Pareil pour la traversée de Bobodioulasso à Ouagadougou. Les différents postes de
péage sur les routes du Burkina Faso permettent ainsi d'avoir des routes plus ou
moins praticables. Après un séjour agréable d'une semaine dans la capitale politique
du Burkina faso, nous décidons de rentrer à Abidjan. Le départ a lieu le mercredi 1er
juin 2011 à partir de 23H, à bord d'un car de transport en direction de Bobodioulasso.
Deux éléments des forces de défense burkinabè, armés de kalachnikov, prennent
place à bord des deux cars pour sécuriser le voyage.
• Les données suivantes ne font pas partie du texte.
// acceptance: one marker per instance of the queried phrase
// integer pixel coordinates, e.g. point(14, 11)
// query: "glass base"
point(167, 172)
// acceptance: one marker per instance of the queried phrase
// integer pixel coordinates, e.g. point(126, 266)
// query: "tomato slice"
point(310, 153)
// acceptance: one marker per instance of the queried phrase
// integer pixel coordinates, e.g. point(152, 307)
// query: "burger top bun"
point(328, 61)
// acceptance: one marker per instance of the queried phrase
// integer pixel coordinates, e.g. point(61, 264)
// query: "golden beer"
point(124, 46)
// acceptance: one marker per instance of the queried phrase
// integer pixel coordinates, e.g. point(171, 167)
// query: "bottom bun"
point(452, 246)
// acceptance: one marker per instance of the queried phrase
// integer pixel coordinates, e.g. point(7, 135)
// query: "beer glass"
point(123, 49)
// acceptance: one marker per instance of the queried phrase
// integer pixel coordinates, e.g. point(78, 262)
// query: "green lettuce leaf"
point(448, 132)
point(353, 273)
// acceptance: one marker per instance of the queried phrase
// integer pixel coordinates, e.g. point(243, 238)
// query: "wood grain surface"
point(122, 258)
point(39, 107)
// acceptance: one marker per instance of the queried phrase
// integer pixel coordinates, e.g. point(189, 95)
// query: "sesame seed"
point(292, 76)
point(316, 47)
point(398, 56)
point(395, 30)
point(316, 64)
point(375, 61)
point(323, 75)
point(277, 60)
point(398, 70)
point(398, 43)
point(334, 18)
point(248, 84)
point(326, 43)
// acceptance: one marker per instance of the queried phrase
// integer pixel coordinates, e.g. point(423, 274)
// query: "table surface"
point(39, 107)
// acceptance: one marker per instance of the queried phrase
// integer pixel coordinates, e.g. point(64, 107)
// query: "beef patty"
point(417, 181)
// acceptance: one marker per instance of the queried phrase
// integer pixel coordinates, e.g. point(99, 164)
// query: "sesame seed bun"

Après plus de 5H de route, nous
sommes dans la capitale économique du Burkina, une ville encore endormie. Il faut
attendre de 4H du matin à 7H avant d'embarquer dans un autre car de la même
compagnie pour atteindre la ville de Bouaké. L'attente à la gare de Bobodioulasso est
difficile. La salle d'attente est surchauffée. La chaleur suffocante qui règne dans la
salle oblige les voyageurs à attendre dans la cour de la gare, quand d'autres préfèrent
se mettre carrément dehors. Soudain, des coups de feu déchirent la nuit paisible de ce
jeudi 2 juin et obligent les voyageurs qui attendent dehors à rentrer dans la gare. C'est
que le Burkina Faso traverse une crise socio-militaire intermittente depuis quelques
mois.

Le racket toujours intense sur les routes ivoiriennes

Les coups de feu entendus sont l'expression du mécontentement de certains militaires
de la ville de Bobodioulasso. Ils ont jeté la peur dans les rangs des voyageurs. Tout le
monde est pressé de quitter la ville. Pendant cette attente devenue désormais difficile,
il faut aussi se soulager. Dès cet instant, l'on doit faire face à une autre préoccupation.
Les toilettes n'étant pas très hygiéniques. Malgré cela, il faut débourser la somme de
50 FCFA et plus pour les différents besoins. Charger les bagages dans les différents
coffres du car est aussi un autre souci, du fait du trop plein de bagages. Les voyageurs
se bousculent donc aux différents coffres à bagages. Certains sont obligés de remettre
des billets de banque aux chargeurs pour voir leurs bagages montés rapidement.
La bousculade et la pagaille sont également monstre à la montée du car. Quoi de
plus normal, quand plusieurs voyageurs se retrouvent détenteurs du même ticket de
siège pour une seule place? Dans le cas de figure, une personne doit descendre pour
attendre le prochain départ, ou pire, attendre le départ du lendemain. Avec l'assurance
des bagages montés à bord du car et installée confortablement dans notre siège, finie
donc la galère. Il faut reprendre le chemin du retour sur Abidjan en comptant toujours
avec les mêmes rackets aux différents postes de contrôle comme à l'aller. Mais le
souci majeur cette fois-ci, c'est d'arriver très vite à Bouaké pour pouvoir emprunter un
autre véhicule afin de rallier très rapidement Abidjan. Après toutes les tracasseries,
montées et descentes, nous parvenons à la gare routière d'Adjamé à 23H30.

Irène BATH
Envoyée spéciale à Ouagadougou (Burkina Faso)

Code ph: racket routier
Légende: La traversée des différents corridors sur l'axe Abidjan-Ouangolo, comme
c'est le cas au corridor nord de Bouaké ainsi qu'au poste frontière de Laleraba, est
soumise à d'intenses rackets.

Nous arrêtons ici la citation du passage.